In the enterprise world, Active Directory and Windows machines are almost ubiquitous. Similarly, Windows-based operating systems account for a large majority of the market share for home-users. It would not be shocking, therefore, to learn that a large proportion of computer crime is committed on Windows machines and, as such, a Windows-specific analysis tool would indeed provide great value to a digital forensics examiner.
The Windows registry is a hierarchical database of keys, subkeys and values that provide critical low-level settings to the operating system. Which user logged on when? What time was a USB Drive connected to the device? What was that USB drive’s serial number? What files were accessed? What user searched what? All of those details — and much more — are recorded within the Registry. Simply put, it is an absolute goldmine for discovering forensic artefacts.
RegRipper is an open-source tool designed to provide an easy way to parse targeted values of interest from the Registry in order to perform a forensic analysis.

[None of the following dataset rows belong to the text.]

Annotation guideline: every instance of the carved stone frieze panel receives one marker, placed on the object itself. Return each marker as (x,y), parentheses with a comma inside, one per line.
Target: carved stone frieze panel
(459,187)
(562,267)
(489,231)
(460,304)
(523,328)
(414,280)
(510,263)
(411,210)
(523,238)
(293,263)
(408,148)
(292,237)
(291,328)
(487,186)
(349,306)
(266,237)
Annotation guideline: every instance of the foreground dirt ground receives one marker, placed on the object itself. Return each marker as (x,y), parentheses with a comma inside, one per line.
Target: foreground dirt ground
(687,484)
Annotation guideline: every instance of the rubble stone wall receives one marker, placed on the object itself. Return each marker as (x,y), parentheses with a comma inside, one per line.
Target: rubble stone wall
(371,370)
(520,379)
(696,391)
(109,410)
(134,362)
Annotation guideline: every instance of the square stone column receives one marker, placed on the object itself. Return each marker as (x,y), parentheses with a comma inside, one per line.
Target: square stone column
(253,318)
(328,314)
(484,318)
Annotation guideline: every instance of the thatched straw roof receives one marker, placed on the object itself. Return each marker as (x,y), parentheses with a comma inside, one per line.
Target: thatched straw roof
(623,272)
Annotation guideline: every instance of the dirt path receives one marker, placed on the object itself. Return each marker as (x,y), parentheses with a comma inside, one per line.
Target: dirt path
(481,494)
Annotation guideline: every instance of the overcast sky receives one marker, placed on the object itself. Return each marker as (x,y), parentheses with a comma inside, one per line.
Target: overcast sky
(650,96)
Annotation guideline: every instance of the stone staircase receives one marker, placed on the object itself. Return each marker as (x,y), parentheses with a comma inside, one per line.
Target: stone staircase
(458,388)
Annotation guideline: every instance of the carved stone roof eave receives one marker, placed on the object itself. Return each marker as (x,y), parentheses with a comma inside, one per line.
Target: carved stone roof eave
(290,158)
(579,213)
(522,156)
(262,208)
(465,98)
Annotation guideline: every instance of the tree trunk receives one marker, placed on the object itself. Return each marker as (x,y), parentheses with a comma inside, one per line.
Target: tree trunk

To do so, an examiner provides the relevant Registry Hive they wish to target, such as System, or SAM, and the name of a Plugin required to perform a particular action on the target.
For example, by passing in the System Hive in conjunction with the Shutdown plugin, RegRipper will quickly parse out and return the relevant information relating to when the system was last shut down. As you can probably tell, RegRipper is an unbelievably potent tool and an essential component of the SIFT Workstation.
No list would be complete without the inclusion of the well-known packet analyzer, Wireshark. Famous within the networking community for its debugging and troubleshooting abilities, the tool has the ability to peer deep and disentangle the details of all data traversing the wire. For the purposes of network forensics, Wireshark provides an examiner the ability to identify intrusions and malicious traffic as well as gather information to help establish a contextual basis around a potential crime.
Suppose a savvy criminal breaches the network but takes care to erase all log files and evidence of their presence on the target machine. The only remaining record of this ever happening may lie within the traffic recorded by the packet analyzer. Wireshark provides a suite of features to help isolate and identify potentially “interesting” traffic, including filtering by source address, port number, and protocol type.
Ultimately, network forensics has gradually grown to become a vital sub-branch of investigating digital crimes and Wireshark has proven itself to be an invaluable addition to the forensic toolkit.
Forensic analysis requires an extreme attention to detail and building an accurate timeline of events is of principal importance when evaluating the evidence in your possession. An erroneous timeline can literally be the difference between discovering inculpatory or exculpatory evidence. Rather than suffer the lassitudes of manually examining event logs, prefetch, shellbags and collating this data from disparate sources, SIFT Workstation offers an option to create a “Super Timeline” using one tool.
Built on a backend engine known as Plaso, Log2Timeline has the ability to parse all of this information and assemble them in temporal order — all neatly within one data source. Log2Timeline helps provide a wealth of context to your findings and is excellent at eliminating false positives.
Log2Timeline not only makes your job easier, it also improves the quality of your work and can often lead to discovering that elusive “final piece of the puzzle” needed to crack a case. It truly is an outstanding tool.
The SIFT Workstation is a professional-grade forensics framework and offers an abundance of high-quality, open-source tools at your disposal. I would encourage you to indulge your curiosity and explore everything it has to offer. Without a doubt, these five tools are my favorites of the bunch and, in my view, represent absolutely essential digital forensics learning.